Le Fonds monétaire international (FMI) a alerté le Sénégal sur une dette cachée de 7 milliards de dollars accumulée entre 2019 et 2024. Ce montant a été dissimulé par les autorités de l’ancien Président Macky Sall, ce qui a confirmé les conclusions de la Cour des comptes sénégalaise. Selon le FMI, cette dette « cachée » représente une sous-évaluation volontaire, et elle a contribué à fausser les chiffres officiels de la dette publique. Cette situation a des conséquences graves sur la situation économique du pays, notamment sur ses relations avec le FMI et la soutenabilité de sa dette.
Une gestion des finances publiques controversée
Le rapport du FMI confirme ce qui avait été révélé par la Cour des comptes en février 2025. Selon cette dernière, la dette publique du Sénégal, qui était officiellement estimée à plus de 70% du produit intérieur brut (PIB), s’élève en réalité à près de 100% du PIB. Cette sous-estimation de la dette a permis au gouvernement de présenter une situation financière plus saine qu’elle ne l’était réellement. En camouflant cette dette, les autorités ont pu emprunter davantage sur les marchés financiers à des taux plus favorables, tout en envoyant un signal positif aux investisseurs.
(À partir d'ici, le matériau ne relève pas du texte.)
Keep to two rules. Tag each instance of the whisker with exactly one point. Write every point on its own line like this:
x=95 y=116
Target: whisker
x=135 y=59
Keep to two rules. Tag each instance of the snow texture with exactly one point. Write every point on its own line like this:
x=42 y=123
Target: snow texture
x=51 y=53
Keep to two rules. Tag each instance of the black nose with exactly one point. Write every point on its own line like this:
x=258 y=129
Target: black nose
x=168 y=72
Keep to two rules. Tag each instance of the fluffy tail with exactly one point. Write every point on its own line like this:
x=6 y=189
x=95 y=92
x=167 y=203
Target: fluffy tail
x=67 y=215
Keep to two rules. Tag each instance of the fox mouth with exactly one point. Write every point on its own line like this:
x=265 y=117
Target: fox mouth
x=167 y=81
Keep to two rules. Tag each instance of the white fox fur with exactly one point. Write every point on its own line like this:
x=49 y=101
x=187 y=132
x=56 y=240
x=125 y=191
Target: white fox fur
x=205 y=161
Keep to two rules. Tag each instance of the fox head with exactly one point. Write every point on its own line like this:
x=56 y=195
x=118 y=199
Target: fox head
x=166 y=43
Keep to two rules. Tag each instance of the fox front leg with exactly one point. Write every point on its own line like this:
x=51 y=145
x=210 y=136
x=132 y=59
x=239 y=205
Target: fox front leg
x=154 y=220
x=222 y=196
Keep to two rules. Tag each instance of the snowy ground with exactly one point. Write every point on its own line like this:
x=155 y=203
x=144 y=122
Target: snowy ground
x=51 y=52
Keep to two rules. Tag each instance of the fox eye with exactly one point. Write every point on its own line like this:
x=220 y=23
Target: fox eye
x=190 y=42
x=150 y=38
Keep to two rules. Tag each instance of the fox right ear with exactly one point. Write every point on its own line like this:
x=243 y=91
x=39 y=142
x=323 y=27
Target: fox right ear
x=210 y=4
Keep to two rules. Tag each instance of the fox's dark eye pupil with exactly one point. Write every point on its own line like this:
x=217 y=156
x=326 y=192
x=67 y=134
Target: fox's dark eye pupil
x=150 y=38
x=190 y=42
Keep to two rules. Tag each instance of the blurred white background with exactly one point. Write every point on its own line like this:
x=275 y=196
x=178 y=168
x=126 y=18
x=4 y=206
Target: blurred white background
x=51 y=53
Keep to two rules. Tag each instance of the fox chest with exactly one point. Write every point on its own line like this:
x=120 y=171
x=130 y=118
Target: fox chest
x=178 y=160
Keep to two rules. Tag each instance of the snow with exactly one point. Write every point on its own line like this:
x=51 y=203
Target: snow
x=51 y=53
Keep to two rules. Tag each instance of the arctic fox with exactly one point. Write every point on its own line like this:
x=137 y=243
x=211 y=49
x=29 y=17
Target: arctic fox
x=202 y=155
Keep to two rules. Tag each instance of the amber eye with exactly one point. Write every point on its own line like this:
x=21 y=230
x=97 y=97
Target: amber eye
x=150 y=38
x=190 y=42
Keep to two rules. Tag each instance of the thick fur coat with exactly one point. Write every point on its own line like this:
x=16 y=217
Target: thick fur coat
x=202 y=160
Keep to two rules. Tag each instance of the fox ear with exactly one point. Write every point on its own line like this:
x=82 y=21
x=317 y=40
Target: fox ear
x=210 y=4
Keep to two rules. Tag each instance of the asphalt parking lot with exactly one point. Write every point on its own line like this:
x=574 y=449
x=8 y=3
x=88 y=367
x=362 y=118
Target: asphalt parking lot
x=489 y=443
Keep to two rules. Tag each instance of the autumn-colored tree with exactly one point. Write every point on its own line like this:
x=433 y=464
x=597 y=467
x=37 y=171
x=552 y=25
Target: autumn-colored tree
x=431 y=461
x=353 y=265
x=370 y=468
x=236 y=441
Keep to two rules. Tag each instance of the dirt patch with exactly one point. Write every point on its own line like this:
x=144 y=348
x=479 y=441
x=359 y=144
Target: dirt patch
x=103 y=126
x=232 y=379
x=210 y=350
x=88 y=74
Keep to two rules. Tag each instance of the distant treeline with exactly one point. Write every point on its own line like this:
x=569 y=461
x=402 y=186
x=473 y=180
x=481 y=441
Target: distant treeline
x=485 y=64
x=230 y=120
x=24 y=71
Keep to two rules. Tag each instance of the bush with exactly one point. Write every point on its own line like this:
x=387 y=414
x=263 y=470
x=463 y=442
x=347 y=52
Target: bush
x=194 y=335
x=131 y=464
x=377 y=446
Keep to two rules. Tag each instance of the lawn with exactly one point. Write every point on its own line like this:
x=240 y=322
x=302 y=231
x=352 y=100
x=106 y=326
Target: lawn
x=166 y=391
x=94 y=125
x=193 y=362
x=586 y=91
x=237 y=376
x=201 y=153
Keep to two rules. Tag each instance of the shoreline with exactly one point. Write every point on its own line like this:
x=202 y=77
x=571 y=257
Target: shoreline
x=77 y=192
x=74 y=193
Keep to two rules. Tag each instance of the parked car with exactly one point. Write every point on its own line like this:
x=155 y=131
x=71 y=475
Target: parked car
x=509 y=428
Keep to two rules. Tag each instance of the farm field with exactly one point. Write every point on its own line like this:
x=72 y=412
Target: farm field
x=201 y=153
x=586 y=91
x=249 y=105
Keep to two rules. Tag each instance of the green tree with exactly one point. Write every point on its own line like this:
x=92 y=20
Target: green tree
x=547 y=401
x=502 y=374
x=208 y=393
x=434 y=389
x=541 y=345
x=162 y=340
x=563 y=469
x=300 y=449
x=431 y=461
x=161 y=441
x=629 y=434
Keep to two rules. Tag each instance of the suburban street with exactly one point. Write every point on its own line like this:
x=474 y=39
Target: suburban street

Le chef de la délégation du FMI, Eddy Gemayel, a précisé que cette manœuvre permettait au Sénégal de s’endetter davantage tout en bénéficiant de conditions de financement plus avantageuses. Cependant, cette pratique a creusé un déficit public important. Ce qui a conduit à la suspension d’un programme de prêt du FMI d’un montant de 1,8 milliard d’euros. Ce prêt, qui visait à soutenir l’économie sénégalaise, ne pourra être débloqué qu’une fois que les autorités sénégalaises auront pris des mesures pour identifier les mécanismes qui ont permis de dissimuler la réalité de la dette.
Une situation économique fragile
L’une des conséquences directes de cette dette cachée est la suspension de l’aide du FMI, un coup dur pour l’économie sénégalaise. Le gouvernement est appelé à prendre des mesures correctives, comme la centralisation des entités en charge de la gestion de la dette et la mise en place d’un compte unique pour le trésor public, afin de restaurer la confiance des créanciers et des institutions financières internationales. Le FMI a averti qu’il faudrait un réajustement significatif pour éviter qu’une telle situation ne se reproduise à l’avenir.
En parallèle, l’agence de notation Standard & Poor’s (S&P) a exprimé des doutes sur la capacité du Sénégal à redresser rapidement sa situation économique. Les intérêts de la dette atteindront 20% des recettes de l’État en 2025, contre 14% l’année précédente. Cette augmentation des charges liées à la dette publique pourrait nuire à la croissance économique du pays, malgré les perspectives prometteuses liées à l’exploitation des champs pétroliers et gaziers.
Le plan du gouvernement sénégalais
Face à ces révélations, le gouvernement sénégalais, dirigé par le Premier ministre Ousmane Sonko, a présenté un plan visant à réduire les déficits budgétaires à 3% du PIB d’ici 2027. Cependant, cet ajustement reste un défi de taille, d’autant plus que le pays doit jongler avec des incertitudes économiques, notamment la dynamique de la croissance liée aux ressources naturelles. Le gouvernement envisage également une seconde phase de réduction des prix des produits de première nécessité, comme il l’a fait quelques mois après l’arrivée au pouvoir du Pastef, le parti de Sonko.
Le Premier ministre a exprimé de vives critiques à l’égard de la gestion des finances sous l’administration de Macky Sall. Lors d’une séance de questions au gouvernement, il a qualifié le rapport de la Cour des comptes de « catastrophe » et a souligné qu’il était nécessaire pour le pays de « se ressaisir ». Cependant, cette position n’a pas manqué de provoquer des réactions dans l’opposition, qui a remis en question la crédibilité du rapport et de la gestion actuelle.
Équilibre entre réduction des déficits et maintien de la croissance
Le débat autour de la gestion de la dette a également pris une dimension politique. L’opposition sénégalaise a vivement réagi à l’annonce de la dette cachée, certains députés critiquant le gouvernement pour son manque de transparence et son incapacité à assumer la gestion des finances publiques. Les tensions politiques se sont intensifiées, notamment après les révélations du rapport de la Cour des comptes, qui ont mis en lumière des erreurs de gestion et des irrégularités dans la comptabilité publique.
Le Premier ministre Sonko a insisté sur la nécessité de faire face à cette réalité et d’adopter des mesures qui permettent au Sénégal de rétablir sa crédibilité économique et financière. Cependant, il a rejeté l’idée de recourir à des mesures d’austérité drastiques. Le chef du gouvernement a insisté que le pays devait trouver un équilibre entre la réduction des déficits et le maintien de la croissance économique.